Au Sud du Chili, une partie de la population mapuche mène depuis de nombreuses années une lutte acharnée aussi bien contre les grands propriétaires latifundistes (incendie de leurs villas et occupations de terres) que contre les exploitants agro-forestiers, les grands barrages hydro-électriques ou les élevages intensifs de saumon. C’est dans ce cadre que vendredi 9 juillet à Carahue, Pablo Marchant Gutiérrez a été assassiné lors d’une attaque contre des véhicules de l’entreprise Forestal Mininco (filiale du géant de la cellulose CMPC).

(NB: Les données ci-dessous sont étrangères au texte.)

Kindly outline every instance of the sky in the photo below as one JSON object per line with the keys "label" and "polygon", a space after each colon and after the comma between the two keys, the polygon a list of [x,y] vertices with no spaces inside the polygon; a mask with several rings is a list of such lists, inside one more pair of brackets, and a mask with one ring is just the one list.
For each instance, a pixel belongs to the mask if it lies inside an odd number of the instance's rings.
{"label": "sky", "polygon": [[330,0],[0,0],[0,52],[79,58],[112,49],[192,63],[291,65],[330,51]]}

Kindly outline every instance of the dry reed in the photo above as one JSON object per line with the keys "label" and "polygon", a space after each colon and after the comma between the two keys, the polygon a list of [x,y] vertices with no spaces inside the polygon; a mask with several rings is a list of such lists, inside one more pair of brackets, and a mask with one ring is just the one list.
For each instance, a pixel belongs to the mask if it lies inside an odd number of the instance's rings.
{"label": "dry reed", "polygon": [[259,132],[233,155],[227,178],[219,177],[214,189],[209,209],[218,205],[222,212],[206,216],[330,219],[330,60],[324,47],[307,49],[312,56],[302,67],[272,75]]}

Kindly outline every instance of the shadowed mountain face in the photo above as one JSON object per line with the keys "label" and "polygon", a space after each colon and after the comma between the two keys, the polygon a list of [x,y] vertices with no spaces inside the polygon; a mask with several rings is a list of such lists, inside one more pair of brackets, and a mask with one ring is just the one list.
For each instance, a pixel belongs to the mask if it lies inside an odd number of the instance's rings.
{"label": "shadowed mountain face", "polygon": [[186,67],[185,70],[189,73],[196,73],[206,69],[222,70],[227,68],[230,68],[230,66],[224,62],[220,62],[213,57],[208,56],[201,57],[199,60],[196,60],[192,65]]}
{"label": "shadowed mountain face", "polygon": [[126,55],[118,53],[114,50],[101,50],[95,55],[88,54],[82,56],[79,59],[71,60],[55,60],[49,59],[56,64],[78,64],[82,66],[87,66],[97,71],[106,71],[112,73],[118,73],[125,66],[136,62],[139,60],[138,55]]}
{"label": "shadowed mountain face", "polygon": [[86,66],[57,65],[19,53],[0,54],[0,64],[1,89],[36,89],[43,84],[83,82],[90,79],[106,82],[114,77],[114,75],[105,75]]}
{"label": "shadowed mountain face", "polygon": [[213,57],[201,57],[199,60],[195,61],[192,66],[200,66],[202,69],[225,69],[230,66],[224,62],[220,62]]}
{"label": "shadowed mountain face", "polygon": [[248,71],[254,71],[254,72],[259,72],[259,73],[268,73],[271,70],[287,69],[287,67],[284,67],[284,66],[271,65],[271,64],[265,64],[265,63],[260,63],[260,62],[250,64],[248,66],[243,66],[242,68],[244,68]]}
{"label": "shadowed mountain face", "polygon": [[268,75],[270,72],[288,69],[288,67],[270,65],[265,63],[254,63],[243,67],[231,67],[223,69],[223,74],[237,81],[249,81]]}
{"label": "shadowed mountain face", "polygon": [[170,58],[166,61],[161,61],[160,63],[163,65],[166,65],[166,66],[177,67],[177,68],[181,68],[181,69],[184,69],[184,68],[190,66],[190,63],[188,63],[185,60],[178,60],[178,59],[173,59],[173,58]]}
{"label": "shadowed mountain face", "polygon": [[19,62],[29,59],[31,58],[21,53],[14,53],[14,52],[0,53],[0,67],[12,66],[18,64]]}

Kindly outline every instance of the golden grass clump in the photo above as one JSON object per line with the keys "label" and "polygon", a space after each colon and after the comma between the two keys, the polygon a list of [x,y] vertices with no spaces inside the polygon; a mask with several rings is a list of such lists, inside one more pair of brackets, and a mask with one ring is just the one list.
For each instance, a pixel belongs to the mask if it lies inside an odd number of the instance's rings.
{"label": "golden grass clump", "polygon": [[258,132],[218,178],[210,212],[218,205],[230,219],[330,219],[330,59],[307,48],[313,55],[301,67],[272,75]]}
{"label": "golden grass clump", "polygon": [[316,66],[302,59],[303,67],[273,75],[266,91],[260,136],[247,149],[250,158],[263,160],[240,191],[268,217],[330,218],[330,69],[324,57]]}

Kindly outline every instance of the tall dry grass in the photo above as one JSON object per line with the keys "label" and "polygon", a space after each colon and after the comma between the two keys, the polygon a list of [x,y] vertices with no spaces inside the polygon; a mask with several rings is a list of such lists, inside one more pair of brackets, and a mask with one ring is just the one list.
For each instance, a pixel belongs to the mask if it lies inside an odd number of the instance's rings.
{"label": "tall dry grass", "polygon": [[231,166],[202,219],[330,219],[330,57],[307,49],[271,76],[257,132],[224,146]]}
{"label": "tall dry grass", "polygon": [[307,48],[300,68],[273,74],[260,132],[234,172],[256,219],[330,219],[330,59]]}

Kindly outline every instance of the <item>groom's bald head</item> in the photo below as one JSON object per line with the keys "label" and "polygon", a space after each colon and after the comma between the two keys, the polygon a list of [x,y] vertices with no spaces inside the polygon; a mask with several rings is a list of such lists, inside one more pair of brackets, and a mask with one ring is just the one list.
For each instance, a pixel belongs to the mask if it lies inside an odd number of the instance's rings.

L’ex-étudiant en anthropologie de 29 ans qui avait ensuite rejoint la lutte mapuche à travers la CAM (Coordinadora Arauco Malleco), était en train de participer à l’incendie d’un minibus, d’un skidder et d’un camion-citerne vers 17h sur le domaine de Santa Ana-Tres Palos, lorsqu’il a reçu une balle en pleine tête tirée à courte distance par des carabiniers chargés de protéger les intérêts des exploitants forestiers. Un autre saboteur ainsi qu’un employé ont également été blessés par balle lors de l’échange de tirs, et le parquet s’est empressé de faire l’hypothèse que celle qui a envoyé le second à l’hôpital venait du M16 qu’aurait tenu Pablo Marchant.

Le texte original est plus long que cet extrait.